Elemental mercury that is released to the environment can be deposited into lakes, rivers, and the oceans where a biological process takes place in which the mercury is converted into methylmercury, a highly toxic organic form of mercury. The methylmercury is then consumed by various animals in the food chain where it bioaccumulates, concentrating to higher and higher levels in larger animals. Consumption of larger mammals could cause elevated levels of methylmercury in humans, resulting in neurological damage to unborn children. According to estimates by the National Wildlife Federation, 85,000 U.S. women of childbearing age in a given year are exposed to elevated methylmercury levels sufficient to affect the brain development of their babies.

 

Although there is a fairly effective organization for safe recycling of commercial fluorescent lights by major users, few resources are available for household users.

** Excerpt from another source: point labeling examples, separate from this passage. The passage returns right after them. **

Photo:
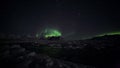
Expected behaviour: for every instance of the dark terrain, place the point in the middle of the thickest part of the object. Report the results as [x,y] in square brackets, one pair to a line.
[98,52]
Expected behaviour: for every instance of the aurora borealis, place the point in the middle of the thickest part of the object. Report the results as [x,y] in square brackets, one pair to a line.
[49,33]
[52,33]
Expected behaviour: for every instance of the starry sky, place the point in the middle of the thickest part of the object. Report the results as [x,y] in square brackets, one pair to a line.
[74,18]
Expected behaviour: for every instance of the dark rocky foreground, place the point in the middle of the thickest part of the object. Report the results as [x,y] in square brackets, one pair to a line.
[98,52]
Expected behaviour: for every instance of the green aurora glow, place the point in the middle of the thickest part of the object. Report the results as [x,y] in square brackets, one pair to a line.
[50,33]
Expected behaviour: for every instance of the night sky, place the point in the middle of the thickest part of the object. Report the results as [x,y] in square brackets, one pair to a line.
[74,18]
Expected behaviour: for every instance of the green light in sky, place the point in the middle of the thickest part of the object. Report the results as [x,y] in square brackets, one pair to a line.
[51,33]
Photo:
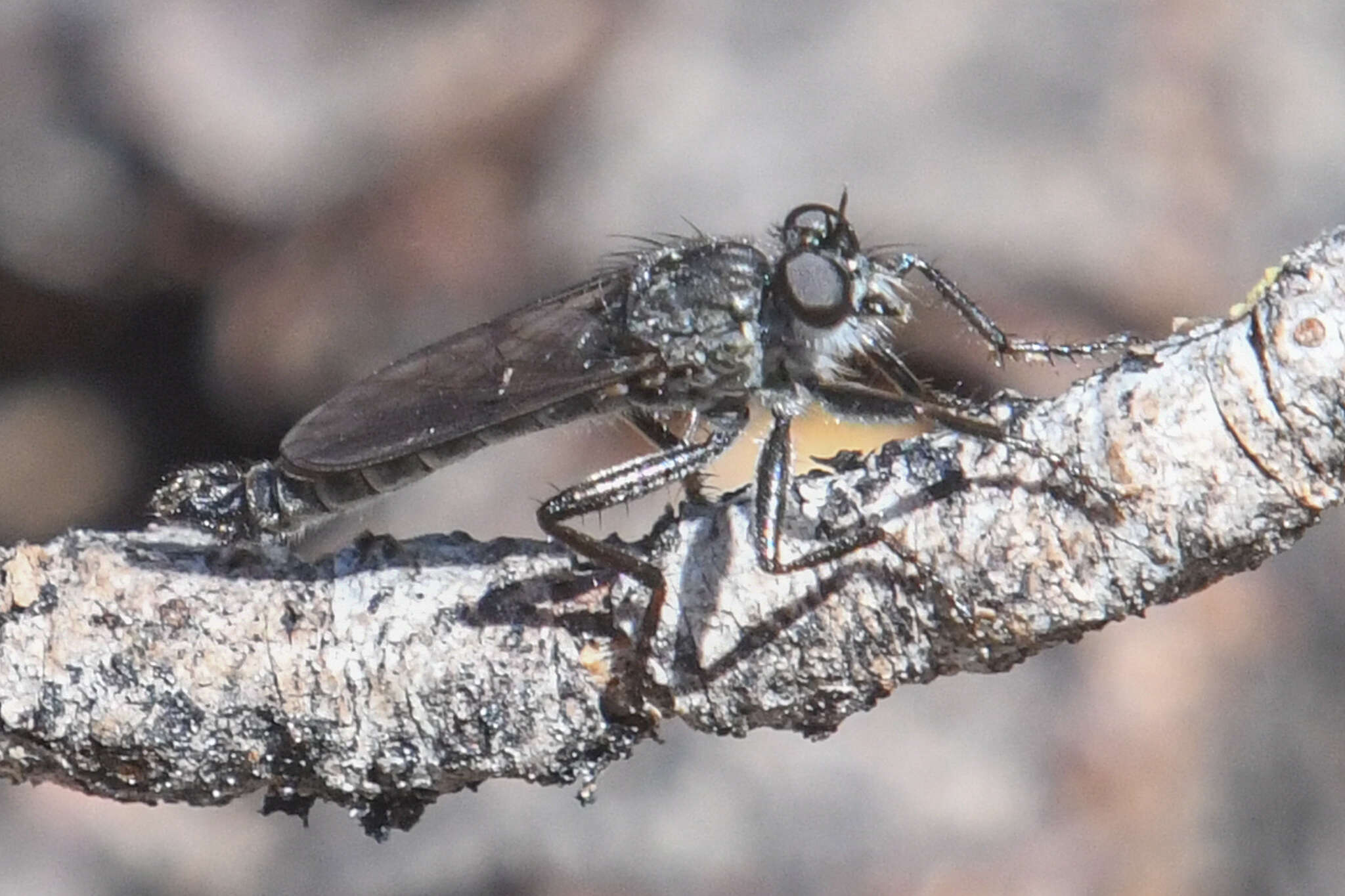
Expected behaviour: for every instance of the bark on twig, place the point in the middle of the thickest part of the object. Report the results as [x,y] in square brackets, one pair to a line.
[158,666]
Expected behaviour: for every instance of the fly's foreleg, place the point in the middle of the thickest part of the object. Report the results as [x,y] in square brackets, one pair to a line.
[1001,343]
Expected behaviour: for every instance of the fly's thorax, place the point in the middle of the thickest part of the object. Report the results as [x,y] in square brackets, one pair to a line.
[698,305]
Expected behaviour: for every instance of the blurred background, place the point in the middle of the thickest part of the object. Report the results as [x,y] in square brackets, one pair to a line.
[215,214]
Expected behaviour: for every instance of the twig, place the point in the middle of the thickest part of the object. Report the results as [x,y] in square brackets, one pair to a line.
[160,667]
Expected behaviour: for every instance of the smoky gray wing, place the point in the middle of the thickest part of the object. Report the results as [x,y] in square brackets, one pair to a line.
[545,363]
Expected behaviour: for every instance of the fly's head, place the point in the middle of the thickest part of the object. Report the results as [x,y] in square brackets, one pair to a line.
[829,301]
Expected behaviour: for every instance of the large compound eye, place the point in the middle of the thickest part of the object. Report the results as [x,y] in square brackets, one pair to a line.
[816,288]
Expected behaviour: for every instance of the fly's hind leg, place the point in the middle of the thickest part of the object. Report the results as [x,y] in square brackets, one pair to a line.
[626,482]
[775,471]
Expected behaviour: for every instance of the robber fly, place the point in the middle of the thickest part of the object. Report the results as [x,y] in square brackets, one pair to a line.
[692,327]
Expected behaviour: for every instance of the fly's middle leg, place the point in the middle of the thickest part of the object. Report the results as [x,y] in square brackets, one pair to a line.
[626,482]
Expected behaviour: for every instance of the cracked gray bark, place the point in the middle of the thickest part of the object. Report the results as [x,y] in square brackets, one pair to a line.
[162,667]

The responsibility for safe disposal of these toxic products falls to local agencies that administer waste collection and disposal. The true cost of CFLs is subsidized by the public, but value is not actually provided. The future liability for improper disposal of these products is assumed by cities with no way to pay for it. The concept of Extended Producer Responsibility makes the manufacturers responsible for the cost of safe disposal or recycling rather than the public. Proposed California legislation on this subject has been routinely beaten back by industry lobbyists the last couple of years, but the League of California Cities is trying to change that.

 

For lots of information on this subject, visit http://www.caproductstewardship.org/ and http://www.almr.org/. Heidi Sanborn of the California Product Stewardship Council and Paul Abernathy of the Association f lighting and Mercury Recyclers gave presentations today and answered questions.

 

The Environmental Quality Policy Committee ultimately adopted language that strengthened and encouraged Extended Producer Responsibility.